Я действительно ценю вашу помощь.
Ответ №1:
Привет, спасибо за использование mlr3proba! Причина этого заключается в том, что имена параметров меняются при включении в конвейер, вы можете увидеть это в примере ниже. Есть несколько вариантов решения этой проблемы: вы можете изменить идентификаторы параметров в соответствии с новыми именами после переноса в конвейеры (вариант 1 ниже), или вы можете сначала указать диапазоны настройки для учащегося, а затем перенести его в конвейер (вариант 2 ниже), или вы можете использовать автонастройку и перенести это в конвейеры.

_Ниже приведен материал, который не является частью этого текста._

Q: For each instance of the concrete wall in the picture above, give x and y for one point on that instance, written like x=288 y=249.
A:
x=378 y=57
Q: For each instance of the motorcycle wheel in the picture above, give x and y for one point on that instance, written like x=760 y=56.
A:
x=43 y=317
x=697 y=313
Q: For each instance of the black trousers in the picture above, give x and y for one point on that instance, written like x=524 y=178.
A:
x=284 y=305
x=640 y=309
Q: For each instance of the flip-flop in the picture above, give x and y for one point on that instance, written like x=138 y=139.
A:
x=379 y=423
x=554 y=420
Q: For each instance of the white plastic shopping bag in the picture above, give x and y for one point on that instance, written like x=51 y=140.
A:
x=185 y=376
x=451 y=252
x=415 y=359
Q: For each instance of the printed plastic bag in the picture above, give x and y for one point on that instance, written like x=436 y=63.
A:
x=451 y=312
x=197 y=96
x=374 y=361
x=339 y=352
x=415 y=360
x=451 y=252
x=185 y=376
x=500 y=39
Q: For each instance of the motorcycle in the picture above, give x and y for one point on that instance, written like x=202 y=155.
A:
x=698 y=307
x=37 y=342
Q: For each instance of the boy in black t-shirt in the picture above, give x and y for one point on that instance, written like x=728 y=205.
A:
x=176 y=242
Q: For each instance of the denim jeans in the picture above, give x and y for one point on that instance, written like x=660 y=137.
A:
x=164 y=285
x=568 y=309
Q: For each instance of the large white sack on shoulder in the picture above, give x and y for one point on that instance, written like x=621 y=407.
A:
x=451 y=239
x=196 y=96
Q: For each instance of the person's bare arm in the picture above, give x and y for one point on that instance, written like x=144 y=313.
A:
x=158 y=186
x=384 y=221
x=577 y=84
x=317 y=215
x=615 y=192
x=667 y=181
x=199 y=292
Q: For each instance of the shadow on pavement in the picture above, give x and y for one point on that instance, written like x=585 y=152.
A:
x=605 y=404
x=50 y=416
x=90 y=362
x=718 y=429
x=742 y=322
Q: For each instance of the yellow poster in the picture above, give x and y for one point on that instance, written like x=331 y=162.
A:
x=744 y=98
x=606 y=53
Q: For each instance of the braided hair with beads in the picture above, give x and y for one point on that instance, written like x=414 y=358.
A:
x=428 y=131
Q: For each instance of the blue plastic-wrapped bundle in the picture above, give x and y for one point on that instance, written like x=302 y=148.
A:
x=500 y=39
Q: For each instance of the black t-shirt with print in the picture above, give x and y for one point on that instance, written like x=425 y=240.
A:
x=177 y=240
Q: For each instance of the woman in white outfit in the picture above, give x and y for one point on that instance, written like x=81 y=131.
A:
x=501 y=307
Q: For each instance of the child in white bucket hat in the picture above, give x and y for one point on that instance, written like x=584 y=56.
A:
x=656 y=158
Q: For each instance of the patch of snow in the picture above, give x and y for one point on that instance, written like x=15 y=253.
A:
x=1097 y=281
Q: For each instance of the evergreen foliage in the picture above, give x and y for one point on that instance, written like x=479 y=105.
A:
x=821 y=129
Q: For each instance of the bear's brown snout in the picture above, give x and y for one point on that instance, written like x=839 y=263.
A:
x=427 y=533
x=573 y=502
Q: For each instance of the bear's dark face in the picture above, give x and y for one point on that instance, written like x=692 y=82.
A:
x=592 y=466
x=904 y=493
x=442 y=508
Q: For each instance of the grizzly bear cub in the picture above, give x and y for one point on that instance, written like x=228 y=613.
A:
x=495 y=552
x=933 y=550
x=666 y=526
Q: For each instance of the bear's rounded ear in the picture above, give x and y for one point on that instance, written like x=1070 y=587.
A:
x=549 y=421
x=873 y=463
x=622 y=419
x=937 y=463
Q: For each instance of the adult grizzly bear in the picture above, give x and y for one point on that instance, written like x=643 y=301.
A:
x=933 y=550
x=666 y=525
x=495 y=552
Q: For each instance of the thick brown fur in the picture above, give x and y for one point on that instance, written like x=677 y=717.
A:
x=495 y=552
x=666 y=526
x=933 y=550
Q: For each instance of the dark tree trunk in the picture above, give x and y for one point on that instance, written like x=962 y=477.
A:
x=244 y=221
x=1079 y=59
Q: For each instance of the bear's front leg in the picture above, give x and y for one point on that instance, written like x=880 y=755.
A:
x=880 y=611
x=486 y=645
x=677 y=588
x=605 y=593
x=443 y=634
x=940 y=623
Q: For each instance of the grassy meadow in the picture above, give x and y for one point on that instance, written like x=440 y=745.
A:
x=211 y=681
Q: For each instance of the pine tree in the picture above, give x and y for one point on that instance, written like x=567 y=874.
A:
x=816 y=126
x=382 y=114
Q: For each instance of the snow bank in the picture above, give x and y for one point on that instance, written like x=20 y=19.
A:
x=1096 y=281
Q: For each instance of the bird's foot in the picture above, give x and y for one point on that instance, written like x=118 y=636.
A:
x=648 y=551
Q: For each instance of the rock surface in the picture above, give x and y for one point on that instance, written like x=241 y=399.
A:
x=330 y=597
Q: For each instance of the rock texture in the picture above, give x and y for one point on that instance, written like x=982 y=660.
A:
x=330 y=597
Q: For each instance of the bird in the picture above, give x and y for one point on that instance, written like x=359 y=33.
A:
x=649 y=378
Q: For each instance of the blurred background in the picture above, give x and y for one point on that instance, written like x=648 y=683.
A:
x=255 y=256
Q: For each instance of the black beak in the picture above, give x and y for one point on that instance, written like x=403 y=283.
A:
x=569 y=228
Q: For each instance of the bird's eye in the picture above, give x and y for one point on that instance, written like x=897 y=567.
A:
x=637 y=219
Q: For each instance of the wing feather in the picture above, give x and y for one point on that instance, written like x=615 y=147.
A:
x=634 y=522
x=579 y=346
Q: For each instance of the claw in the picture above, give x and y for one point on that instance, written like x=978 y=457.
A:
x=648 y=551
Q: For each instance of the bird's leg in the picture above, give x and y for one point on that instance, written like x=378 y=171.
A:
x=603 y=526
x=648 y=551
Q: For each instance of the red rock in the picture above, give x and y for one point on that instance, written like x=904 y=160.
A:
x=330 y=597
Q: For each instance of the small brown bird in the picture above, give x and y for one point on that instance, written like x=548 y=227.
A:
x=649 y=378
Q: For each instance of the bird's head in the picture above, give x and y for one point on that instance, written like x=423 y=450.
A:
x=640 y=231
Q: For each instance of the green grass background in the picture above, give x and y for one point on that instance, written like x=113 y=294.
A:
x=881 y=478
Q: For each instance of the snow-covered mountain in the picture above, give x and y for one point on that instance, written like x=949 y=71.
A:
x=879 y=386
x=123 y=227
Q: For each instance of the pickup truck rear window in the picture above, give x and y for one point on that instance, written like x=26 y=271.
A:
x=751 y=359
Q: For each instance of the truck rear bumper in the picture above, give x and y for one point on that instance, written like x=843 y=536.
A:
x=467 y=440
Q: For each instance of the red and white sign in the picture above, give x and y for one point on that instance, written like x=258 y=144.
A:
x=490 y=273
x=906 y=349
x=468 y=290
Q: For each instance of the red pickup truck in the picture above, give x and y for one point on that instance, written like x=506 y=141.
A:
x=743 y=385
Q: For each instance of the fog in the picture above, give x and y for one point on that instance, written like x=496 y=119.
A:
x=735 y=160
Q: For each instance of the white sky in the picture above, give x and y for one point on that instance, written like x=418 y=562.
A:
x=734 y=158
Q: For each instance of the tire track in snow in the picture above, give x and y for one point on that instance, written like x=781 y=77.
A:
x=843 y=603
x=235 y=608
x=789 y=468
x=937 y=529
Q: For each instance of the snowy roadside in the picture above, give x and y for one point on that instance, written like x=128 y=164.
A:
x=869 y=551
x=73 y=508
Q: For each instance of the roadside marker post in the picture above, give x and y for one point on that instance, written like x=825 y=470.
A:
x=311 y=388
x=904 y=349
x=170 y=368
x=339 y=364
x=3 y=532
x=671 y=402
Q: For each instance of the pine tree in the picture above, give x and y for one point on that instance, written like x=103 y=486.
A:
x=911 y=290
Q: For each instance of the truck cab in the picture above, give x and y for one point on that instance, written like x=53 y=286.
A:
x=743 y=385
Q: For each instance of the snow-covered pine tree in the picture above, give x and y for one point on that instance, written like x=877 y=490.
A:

Я использую последний вариант в этом уроке.
library(mlr3proba)
library(mlr3)
library(paradox)
library(mlr3tuning)
library(mlr3extralearners)
library(mlr3pipelines)
task.mlr <- tsk("rats")
inner.rsmp <- rsmp("holdout")
measure <- msr("surv.cindex")
tuner <- tnr("random_search")
terminator <- trm("evals", n_evals = 2)
###########
# Option 1
###########
deephit.learner <- lrn("surv.deephit", optimizer = "adam", epochs = 50)
deephit.learner <- po("encode") %>>% po("scale") %>>% po("learner", deephit.learner)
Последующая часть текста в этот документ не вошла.